Cependant, l’idée de préparer soi-même les pigments sous forme de dispersions, avec le diluant approprié, n’est pas à rejeter. Elle permet d’aller très vite lors de l’incorporation au liant. Mais comme nous l’avons précisé ci-dessus (3.b – avec d’autres liants), la présence de diluant fausse le jugement dans la mesure où la consistance de la pâte parait plus liquide qu’elle ne le sera après l’évaporation de ce diluant, poussant le peintre à incorporer de trop fortes quantités de pigments comparativement à la quantité réelle de liant.

Aussi ne conseillerons-nous ce procédé qu’aux peintres déjà bien familiarisés aux produits qu’ils emploient.
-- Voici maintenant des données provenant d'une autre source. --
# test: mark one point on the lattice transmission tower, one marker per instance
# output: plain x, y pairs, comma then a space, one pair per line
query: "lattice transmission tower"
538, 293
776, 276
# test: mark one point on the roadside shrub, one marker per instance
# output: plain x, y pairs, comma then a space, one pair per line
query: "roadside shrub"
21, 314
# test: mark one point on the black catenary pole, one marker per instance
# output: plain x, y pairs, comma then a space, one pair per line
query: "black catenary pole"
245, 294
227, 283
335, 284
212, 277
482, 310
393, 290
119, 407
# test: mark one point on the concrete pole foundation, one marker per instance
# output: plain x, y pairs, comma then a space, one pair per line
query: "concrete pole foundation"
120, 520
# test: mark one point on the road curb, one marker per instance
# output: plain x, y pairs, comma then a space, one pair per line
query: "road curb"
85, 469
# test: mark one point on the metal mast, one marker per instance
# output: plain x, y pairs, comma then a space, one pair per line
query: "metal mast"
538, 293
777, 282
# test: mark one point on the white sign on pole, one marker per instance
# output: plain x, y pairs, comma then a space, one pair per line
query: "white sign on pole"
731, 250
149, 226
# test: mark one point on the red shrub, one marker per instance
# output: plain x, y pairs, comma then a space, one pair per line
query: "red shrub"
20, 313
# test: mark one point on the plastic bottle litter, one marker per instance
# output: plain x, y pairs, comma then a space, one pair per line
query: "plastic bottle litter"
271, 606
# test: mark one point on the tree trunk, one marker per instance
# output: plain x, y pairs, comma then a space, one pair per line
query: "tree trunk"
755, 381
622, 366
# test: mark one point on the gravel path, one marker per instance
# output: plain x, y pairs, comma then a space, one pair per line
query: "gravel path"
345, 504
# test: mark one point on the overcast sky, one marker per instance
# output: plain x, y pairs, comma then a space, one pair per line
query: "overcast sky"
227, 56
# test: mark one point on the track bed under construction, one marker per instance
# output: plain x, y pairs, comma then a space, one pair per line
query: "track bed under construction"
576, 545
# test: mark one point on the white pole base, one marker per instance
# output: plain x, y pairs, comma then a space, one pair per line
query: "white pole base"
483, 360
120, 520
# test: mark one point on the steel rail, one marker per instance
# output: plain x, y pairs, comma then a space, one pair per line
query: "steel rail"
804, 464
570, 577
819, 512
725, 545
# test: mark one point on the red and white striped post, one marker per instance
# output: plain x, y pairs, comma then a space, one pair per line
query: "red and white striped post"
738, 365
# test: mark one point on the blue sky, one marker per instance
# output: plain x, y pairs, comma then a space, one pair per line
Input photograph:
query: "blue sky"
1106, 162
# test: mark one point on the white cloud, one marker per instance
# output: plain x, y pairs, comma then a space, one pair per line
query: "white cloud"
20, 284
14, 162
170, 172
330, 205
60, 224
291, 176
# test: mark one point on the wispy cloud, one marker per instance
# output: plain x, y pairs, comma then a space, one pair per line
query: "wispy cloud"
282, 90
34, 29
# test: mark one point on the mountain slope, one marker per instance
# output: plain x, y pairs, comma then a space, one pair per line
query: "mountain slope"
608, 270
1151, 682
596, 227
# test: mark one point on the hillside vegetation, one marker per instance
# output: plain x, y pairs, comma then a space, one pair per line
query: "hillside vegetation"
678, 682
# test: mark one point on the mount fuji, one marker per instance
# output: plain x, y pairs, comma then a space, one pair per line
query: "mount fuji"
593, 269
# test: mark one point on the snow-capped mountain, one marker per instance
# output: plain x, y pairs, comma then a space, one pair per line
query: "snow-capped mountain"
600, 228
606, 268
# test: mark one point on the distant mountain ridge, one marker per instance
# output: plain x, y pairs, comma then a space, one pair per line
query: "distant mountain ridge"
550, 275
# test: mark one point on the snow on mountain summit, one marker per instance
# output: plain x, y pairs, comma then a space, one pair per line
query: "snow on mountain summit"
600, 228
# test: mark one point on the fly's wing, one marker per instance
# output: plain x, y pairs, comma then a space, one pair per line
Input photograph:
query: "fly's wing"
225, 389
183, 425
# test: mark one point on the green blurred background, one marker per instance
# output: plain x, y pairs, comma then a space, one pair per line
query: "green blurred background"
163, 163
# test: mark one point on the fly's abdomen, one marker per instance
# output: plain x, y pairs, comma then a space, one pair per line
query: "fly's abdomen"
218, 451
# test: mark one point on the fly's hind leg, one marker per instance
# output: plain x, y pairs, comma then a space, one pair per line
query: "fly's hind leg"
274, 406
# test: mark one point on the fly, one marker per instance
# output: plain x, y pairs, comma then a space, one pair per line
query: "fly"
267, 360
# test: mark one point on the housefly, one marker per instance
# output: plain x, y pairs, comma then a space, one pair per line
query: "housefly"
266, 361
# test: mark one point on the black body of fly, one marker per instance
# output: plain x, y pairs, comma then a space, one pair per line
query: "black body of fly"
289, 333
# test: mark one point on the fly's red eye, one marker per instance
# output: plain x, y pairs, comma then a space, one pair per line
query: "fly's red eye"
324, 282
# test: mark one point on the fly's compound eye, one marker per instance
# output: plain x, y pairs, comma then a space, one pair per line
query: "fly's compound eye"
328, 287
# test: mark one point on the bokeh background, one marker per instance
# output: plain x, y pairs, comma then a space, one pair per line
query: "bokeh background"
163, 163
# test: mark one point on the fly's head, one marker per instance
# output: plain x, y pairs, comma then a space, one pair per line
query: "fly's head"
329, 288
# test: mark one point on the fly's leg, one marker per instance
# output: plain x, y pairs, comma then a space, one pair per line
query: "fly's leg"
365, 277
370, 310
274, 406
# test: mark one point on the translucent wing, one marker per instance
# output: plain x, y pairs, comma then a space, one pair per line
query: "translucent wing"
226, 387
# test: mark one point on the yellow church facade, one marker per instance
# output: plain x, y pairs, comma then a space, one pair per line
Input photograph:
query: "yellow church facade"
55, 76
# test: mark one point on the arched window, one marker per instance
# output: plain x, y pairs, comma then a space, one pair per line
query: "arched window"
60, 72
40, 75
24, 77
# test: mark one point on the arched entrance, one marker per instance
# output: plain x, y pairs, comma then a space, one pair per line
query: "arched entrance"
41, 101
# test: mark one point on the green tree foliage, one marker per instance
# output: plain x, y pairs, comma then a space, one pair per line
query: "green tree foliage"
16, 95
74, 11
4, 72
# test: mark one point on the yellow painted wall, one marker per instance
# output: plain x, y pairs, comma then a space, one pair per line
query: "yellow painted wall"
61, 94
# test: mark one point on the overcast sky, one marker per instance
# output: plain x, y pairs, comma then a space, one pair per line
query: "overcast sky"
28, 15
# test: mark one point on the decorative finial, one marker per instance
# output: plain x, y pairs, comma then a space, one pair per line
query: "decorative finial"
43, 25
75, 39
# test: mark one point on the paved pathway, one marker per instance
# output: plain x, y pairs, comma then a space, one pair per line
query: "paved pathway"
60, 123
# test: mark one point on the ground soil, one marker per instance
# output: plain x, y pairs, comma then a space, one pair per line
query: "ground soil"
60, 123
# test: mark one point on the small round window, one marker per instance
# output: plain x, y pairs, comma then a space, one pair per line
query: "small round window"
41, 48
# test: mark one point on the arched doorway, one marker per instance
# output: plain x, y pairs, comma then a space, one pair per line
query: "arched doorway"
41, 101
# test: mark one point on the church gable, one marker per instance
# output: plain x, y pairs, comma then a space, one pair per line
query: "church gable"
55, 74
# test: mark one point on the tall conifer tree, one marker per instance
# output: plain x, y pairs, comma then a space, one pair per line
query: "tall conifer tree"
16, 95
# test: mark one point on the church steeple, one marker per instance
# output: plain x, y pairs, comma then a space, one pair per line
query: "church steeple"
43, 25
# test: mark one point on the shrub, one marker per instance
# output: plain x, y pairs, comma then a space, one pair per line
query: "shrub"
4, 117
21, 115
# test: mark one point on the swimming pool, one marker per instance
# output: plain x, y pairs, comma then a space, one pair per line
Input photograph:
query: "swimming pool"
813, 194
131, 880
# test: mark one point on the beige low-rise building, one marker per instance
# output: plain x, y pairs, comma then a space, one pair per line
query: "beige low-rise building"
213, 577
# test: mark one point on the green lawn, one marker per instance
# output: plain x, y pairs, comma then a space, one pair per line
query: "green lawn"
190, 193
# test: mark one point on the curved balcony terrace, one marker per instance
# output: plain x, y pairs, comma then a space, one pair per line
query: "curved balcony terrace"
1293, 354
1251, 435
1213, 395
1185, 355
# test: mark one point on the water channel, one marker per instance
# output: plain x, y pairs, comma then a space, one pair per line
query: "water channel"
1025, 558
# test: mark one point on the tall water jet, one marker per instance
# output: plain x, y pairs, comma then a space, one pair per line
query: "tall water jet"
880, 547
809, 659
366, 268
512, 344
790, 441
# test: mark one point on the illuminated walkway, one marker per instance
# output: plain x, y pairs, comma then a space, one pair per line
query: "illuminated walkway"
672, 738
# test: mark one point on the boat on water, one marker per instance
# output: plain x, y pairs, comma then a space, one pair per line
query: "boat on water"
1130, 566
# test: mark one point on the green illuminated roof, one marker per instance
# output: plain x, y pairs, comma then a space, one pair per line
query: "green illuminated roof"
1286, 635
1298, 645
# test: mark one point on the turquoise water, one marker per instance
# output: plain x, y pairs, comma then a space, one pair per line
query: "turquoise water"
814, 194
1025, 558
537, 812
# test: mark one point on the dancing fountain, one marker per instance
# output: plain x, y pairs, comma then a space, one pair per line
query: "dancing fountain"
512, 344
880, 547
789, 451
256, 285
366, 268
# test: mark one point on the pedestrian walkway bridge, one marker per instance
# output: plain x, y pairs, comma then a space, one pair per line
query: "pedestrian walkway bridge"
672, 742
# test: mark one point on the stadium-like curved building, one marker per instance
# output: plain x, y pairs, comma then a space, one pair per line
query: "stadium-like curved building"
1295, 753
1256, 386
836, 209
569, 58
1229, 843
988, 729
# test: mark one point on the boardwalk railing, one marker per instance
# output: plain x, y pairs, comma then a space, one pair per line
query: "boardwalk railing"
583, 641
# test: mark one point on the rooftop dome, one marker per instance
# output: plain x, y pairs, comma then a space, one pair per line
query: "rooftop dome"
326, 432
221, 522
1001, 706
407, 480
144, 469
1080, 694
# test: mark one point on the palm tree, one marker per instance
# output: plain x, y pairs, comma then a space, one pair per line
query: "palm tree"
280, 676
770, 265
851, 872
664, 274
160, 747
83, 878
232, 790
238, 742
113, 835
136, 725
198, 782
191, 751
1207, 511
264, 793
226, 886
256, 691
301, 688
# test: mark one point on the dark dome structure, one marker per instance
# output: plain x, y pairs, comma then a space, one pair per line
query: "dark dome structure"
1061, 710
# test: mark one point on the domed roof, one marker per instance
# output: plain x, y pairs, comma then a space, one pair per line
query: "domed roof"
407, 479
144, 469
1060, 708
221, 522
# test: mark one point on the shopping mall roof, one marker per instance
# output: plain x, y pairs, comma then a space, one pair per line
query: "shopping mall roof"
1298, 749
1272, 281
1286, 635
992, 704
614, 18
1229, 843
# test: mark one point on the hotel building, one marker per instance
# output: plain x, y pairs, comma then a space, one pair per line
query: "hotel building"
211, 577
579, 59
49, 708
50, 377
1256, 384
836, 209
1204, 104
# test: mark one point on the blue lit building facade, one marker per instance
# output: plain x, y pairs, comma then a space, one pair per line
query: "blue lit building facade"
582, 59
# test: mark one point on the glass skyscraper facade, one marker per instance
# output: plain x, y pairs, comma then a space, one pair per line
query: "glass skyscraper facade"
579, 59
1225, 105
4 . Philosophie et avantages comparés

Des critiques souvent fondées ont opposé les peintres aux fabricants au sujet du choix de l’huile pour les couleurs en tubes (lire l’article sur l’huile – huiles à peindre et siccativation et sur l’huile de lin – tendances, implications) et pareillement en ce qui concerne l’aquarelle (provenance de la gomme arabique, choix des adjuvants) ainsi que la gouache (il existe plusieurs liants et adjuvants possibles pour fabriquer une gouache). Les industriels ne doivent certainement pas être systématiquement blâmés : ils ont souvent cherché les solutions les plus satisfaisantes pour le peintre. Progressivement, des fabricants ont même opté pour une communication transparente, mais certains sont revenus sur cette décision (lire passage in Les huiles).

Pourtant, que dire des tubes de peinture acrylique ? Le fabricant devrait-il afficher les formules chimiques des complexes polymères composant les liants ? Cela ne nous renseignerait guère ! Noter qu’il en va de même avec les flacons de liant acrylique… À une différence près : le produit peut être testé pur.

Il est certain que toutes les peintures en tubes posent par essence, de toute manière, le problème de la connaissance de la composition du produit, déterminant le comportement de celui-ci et par conséquent l’emploi et le traitement que le peintre en fera. À la question “que contient mon tube de peinture ?”, nous ne pouvons répondre que ceci :

* soit le fabricant indique lui-même la composition du tube (liant et pigment), ce qui rend possible un travail correct sans test préalable dans le cas général… si la confiance est au rendez-vous

* soit seule l’identité du pigment est spécifiée (cas très courant). Il faut alors s’en remettre à l’expérience à moyen ou long terme pour en savoir un peu plus sur la qualité du produit et ses propriétés (mélanges, tenue à la lumière, etc.). Signalons de plus que le nom du pigment “en clair” n’est pas toujours indiqué. De nombreux tubes n’arborent que les codes du “colour index”. L’acheteur peut consulter en ligne notre nomenclature pigmentaire pour effectuer le décodage, mais comment faire au moment de l’achat ?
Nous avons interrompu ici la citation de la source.